31 octubre 2013

donde mejor canta cualquiera


Hay cosas que se escriben para poder olvidarlas, y otras que para poder recordarlas con un detalle que no solo el papel merece. Que alguna de estas últimas sean imposibles de explicar a quien no las haya presenciado se volverá contra uno mismo llegado el día, pero no hoy, apenas veinticuatro horas después de que Alejandro Jodorowsky llene el Price con su bautismo coral de sanación y fraternidad. Para quienes han visto aplaudir de pie durante una hora a un intérprete o a un grupo de ellos, Jodorowsky es un baremo insalvable. Desde que manda levantarse al público a los quince minutos de empezada la función, es dudoso que quienes se sentarían de motu propio fueran más que los que hubieran permanecido de pie aunque el chileno no se encargara de que así sea durante la mayor parte de las dos horas largas de función.
El aspecto de bar que muestra el recinto entero –grupos de dos y tres personas, formadas necesariamente por extraños, contándose literalmente la vida unos a otros- no debe engañar. La mirada sonriente y plácida, o severa y solidaria, del desconocido que te escucha decirle cosas que, tan cruda, tan asépticamente, no dirías a muchos de tus mejores afectos, es, cuando le toca su turno de contarse, el mismo discurso despojado, crudo, sin escondites de quien describe su existencia de la única forma que acaso pueda hacerse si se aspira a decir la verdad: como si no fueras tú quien lo cuentas, o más exactamente, como si quien lo escucha –yo- no fuese sino un extraño al que solo un juego permite semejante proximidad. Y ni siquiera saber que lo que cuentas no será usado porque la otra persona no sabría cómo ni para qué ni contra quién evita el estremecimiento producto de jugar con otras dos personas –en otro ejercicio- a reconocerles como tus padres y decirles todo lo que no te gusta de ellos. Porque la mirada que te cruzas al bajar del escenario, donde, como todo el teatro, acabas de exhibirte tanto que ni importa que lo estés haciendo desde donde el propio Jodorowsky pasea, micrófono en mano, ya no es una que te acerca a un desconocido, sino una que significa “sabes algo que muy pocos saben”, como la otra persona ha de pensar de ti.

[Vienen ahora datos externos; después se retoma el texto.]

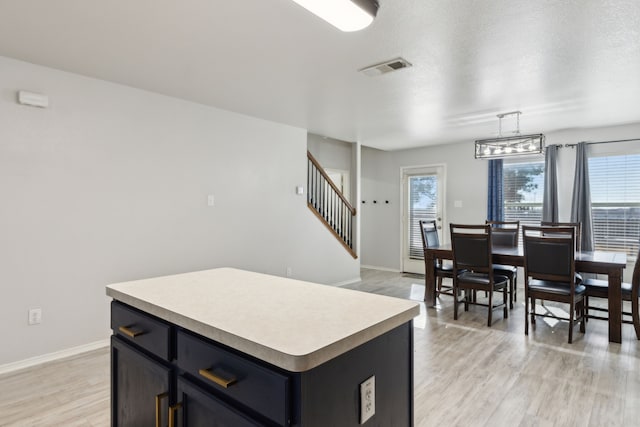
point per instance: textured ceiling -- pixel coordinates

Que aligerar un peso que llevas dentro salga mejor si es un extraño quien te escucha podría explicarse en que, aunque Jodorowsky no lo diga, si vienes de contar eso a quien jamás has visto antes, quizá tampoco sea tan terrible como para que compense ocultarlo. Si no es lo mismo que un psicólogo es porque éste, al final de la sesión, no hace lo propio y te usa de testigo de lo más inconfesable que lleve dentro. Jodorowsky, cuya mejor obra literaria es aquella que recrea, fabulando a partir de hechos reales, la propia historia familiar y personal, escribió en La danza de la realidad, que tanto pensó, soñó e imaginó una amistad con la fiera pacífica que viera en una carta de tarot de niño, que la realidad le puso, poco después, en contacto con un león real. Habiendo su obra recorrido el camino inverso –la fabulación a partir de la realidad-, que ésta pueda venir a compensar o completar aquella habla de ese trato que hemos venido a respetar al Price: si sabiendo que la vida es un juego de azar, la responsabilidad nos abruma, quizá seguir jugando sea, de adultos, una forma posible de revertir el proceso o de ralentizarlo. 

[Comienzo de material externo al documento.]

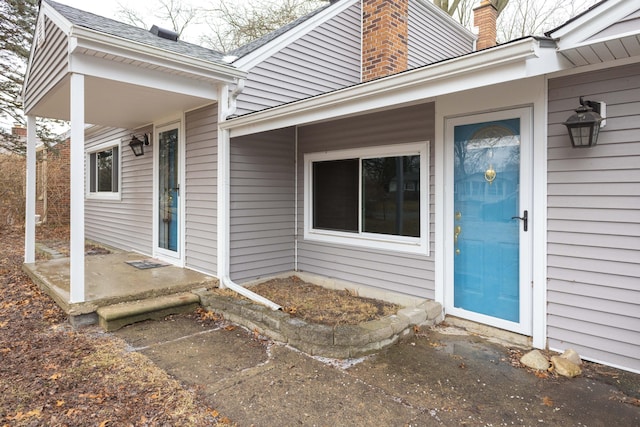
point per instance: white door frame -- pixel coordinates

Y no es un juego fácil: tres mujeres sentadas en la fila de delante abandonaron el teatro nada más empezado el juego, y tres de las personas sentadas a mi izquierda permanecieron sentadas sin jugar mientras el resto nos sacudíamos el orden establecido a gritos, a estertores, a abrazos. Tiene algo de ceremonia evangélica todo esto, y quizá uno tomaría a chanza el discurso reparador y lleno de amor y empatía que emana Jodorowsky si no sintiera alrededor, allí donde uno mira, la pura alegría pintada en el rostro de quienes vienen de pasar dos horas narrando o escuchando cosas en las que raramente faltara la tragedia, la humillación, la impotencia sin las cuales no se pasa por este mundo. Cuando, finalmente, anuncia el ejercicio más difícil, pide imaginarnos sin nombre, sin familia, sin país, sin nada de lo que tenemos. Improbablemente sabrá Jodorowsky que, nada más salir del Price, está el barrio de Lavapiés y su nutrida amalgama de seres que viven entre nosotros sin nombre, sin familia, sin país, sin nada de lo que tenemos. Y que, insospechadamente, se diría sonríen más que cualquiera de nosotros.